Venezia, si parte

Ad aprire le danze è stato Black Swan di Darren Aronofsky, con Natalie Portman e Vincent Cassel. Un thriller psicologico, scandito dalle musiche di Cajkovskij.
black swan

È stato Black Swan, ovvero il Cigno nero, ad aprire la 67a edizione, affollata ma non troppo, e senza, per ora, eccessivo glamour. Il regista Darren Aronofsky ha già vinto il Leone d’oro due anni fa con The Wrestler, interpretato da Michey Rourke. Ora torna con un thriller psicologico complesso sulla vicenda di Nina, ballerina in forte competizione con le colleghe per la recita del Lago dei cigni. Scandito dalle musiche di Cajkovskij, il film unisce toni psicanalitici a scene erotiche, a narrare la vicenda di un "angelo" delicato, attento alla perfezione tecnica, incapace del male ma anche di vivere la vita.

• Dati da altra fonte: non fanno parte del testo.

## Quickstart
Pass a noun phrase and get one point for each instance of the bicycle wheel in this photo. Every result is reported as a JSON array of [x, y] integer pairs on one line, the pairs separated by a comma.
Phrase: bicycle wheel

È il rapporto con una collega "diabolica" – o forse con la parte nera di sé stessa – a farle scoprire i lati più profondi e meno angelici del proprio io. Fino ad incarnare sulla scena alla perfezione il doppio ruolo, luminoso e tenebroso, del cigno. Melodrammatico, a tinte forti, il regista non si risparmia nell’indagare il conflitto bene-male e la passione turbinosa per l’arte. Totalmente coinvolta nel ruolo la protagonista Natalie Portman insieme a Vincent Cassel come direttore del balletto di New York, a raccontare un dramma eccessivo ma con un fondo di verità sulla fragilità ossessiva nel mondo dell’arte.

 

Altro mondo invece quello raccontato dal pittore e regista Julian Schnabel, a dire che davvero Venezia quest’anno sembra voler accontentare tutti i palati. Miral è la storia del conflitto tra palestinesi e israeliani visto attraverso la vicenda di Miral, una ragazza che da piccola viene inviata dal padre, retto musulmano palestinese, nell’istituto per bambini orfani gestito da Hind Husseini, una donna generosa che ha creato questa scuola ancora in funzione. Schnabel non parteggia per nessuna fazione, anche se uno sguardo di simpatia va per i palestinesi, gli orfani e i vecchi in particolare, sottolineando talora l’asprezza dei metodi israeliani. Il film, che vuole essere un invito ad entrambe le parti a decidersi per la pace, è stato molto applaudito dal pubblico, il che significa che il messaggio è passato. Certo Schnabel sa usare un ritmo narrativo senza pause, coinvolgente e anche commovente, una fotografia spesso bruciata, creando un senso di ansietà che rende quanto mai attuale tutto il racconto.

 

Siamo agli antipodi, come genere e come risultato, con Happy few del francese Anthony Cordier. Due coppie sulla trentina, sposate con figli, si incontrano, si piaccionio e iniziano un’avventura di interscambi personali ad ogni livello, supponendo che questo significhi un arricchimento delle loro relazioni. Ma scopriranno, anche attraverso il linguaggio muto dei figli, che questo abisso di passioni, anzichè nutrire il sentimento, lo umilia. Dalla confusione che ne nasce, faranno qualsiasi cosa per fuggire e forse ci riusciranno. Molto francese e quindi molto parlato, il film si dilunga con eccessivo compiacimento nell’erotismo come espressione sentimentale dei rapporti – siamo ancora una volta nell’ambito di professionisti – ma non scava a fondo nelle emozioni, dimostra un’amoralità senza sconti ed è il ritratto dell’infelicità di certi trentenni attuali. In verità, non se ne sentiva proprio il bisogno, visto che il cliché dello scambio di coppia, della ricerca di nuove sensazioni, è già molto visto nel cinema.

 

Ma la Francia è la Francia. Così una regista provocatrice come Catherine Breillat rivisita La bella Addormentata creando una favola che favola non è, bensì la storia un po’ crudele di una bambina costretta a crescere in fretta, diventando madre anzitempo. Onirico, selvaggio in qualche parte, drammatico, dimostra il talento di una regista scomoda che produce lavori sconcertanti,ma sempre originale.